Genetic and genomic studies have advanced our knowledge of inherited Parkinson’s disease (PD), however, the etiology and pathophysiology of idiopathic PD remain unclear. Herein, we perform a meta-analysis of 8 PD postmortem brain transcriptome studies by employing a multiscale network biology approach to delineate the gene-gene regulatory structures in the substantia nigra and determine key regulators of the PD transcriptomic networks. We identify STMN2, which encodes a stathmin family protein and is down-regulated in PD brains, as a key regulator functionally connected to known PD risk genes. Our network analysis predicts a function of human STMN2 in synaptic trafficking, which is validated in Stmn2-knockdown mouse dopaminergic neurons.
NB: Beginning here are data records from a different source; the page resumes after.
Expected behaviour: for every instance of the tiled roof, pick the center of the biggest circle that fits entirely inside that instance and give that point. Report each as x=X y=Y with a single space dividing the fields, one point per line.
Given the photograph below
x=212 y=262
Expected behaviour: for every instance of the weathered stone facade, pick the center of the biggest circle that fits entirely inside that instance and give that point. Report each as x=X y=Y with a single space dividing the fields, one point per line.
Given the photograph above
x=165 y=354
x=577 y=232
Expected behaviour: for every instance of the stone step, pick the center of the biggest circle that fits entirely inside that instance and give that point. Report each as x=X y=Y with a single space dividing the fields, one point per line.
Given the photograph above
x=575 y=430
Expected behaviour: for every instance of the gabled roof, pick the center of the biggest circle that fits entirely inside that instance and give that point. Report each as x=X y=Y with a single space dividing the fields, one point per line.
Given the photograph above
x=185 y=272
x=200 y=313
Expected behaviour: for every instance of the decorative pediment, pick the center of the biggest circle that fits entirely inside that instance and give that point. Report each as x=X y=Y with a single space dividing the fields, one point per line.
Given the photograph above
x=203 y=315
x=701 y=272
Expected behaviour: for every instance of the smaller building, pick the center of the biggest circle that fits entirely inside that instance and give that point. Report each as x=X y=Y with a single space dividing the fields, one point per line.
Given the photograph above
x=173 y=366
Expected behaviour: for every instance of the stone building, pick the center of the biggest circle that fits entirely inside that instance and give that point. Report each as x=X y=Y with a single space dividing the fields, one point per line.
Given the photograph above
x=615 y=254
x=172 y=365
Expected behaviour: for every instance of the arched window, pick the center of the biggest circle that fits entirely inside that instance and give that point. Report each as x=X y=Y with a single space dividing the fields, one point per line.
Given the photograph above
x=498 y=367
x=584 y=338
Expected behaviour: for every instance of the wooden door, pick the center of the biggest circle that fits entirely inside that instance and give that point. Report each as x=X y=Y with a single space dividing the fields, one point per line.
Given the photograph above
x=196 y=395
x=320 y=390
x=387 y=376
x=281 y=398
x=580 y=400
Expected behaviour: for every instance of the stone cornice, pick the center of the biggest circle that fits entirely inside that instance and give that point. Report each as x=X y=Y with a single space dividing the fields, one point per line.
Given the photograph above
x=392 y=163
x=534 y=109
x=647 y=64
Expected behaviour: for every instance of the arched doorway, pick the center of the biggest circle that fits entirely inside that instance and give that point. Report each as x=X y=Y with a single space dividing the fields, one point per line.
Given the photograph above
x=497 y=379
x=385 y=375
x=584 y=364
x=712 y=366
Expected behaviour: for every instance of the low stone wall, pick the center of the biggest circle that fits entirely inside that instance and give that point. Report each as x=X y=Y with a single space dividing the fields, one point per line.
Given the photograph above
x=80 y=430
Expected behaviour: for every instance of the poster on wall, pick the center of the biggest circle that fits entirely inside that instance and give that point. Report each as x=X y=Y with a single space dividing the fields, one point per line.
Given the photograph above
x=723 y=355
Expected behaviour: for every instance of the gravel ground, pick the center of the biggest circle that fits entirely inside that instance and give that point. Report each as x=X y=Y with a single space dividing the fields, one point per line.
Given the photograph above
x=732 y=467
Stmn2 reduction in the mouse midbrain causes dopaminergic neuron degeneration, phosphorylated α-synuclein elevation, and locomotor deficits. Our integrative analysis not only begins to elucidate the global landscape of PD transcriptomic networks but also pinpoints potential key regulators of PD pathogenic pathways.

Highlights

  • Genetic and genomic studies have advanced our knowledge of inherited Parkinson’s disease (PD), the etiology and pathophysiology of idiopathic PD remain unclear

  • As the central nervous system (CNS) is composed of multiple types of cells with distinct contributions to PD pathogenesis and progression, we examined the cell-type specificity of the modules using the gene signatures of six major brain cell types, including neurons, astrocytes, microglia, endothelial cells, oligodendrocyte precursor cells (OPC), and oligodendrocytes generated from the human brain[33,34] (Fig. 1d; Supplementary Data 6)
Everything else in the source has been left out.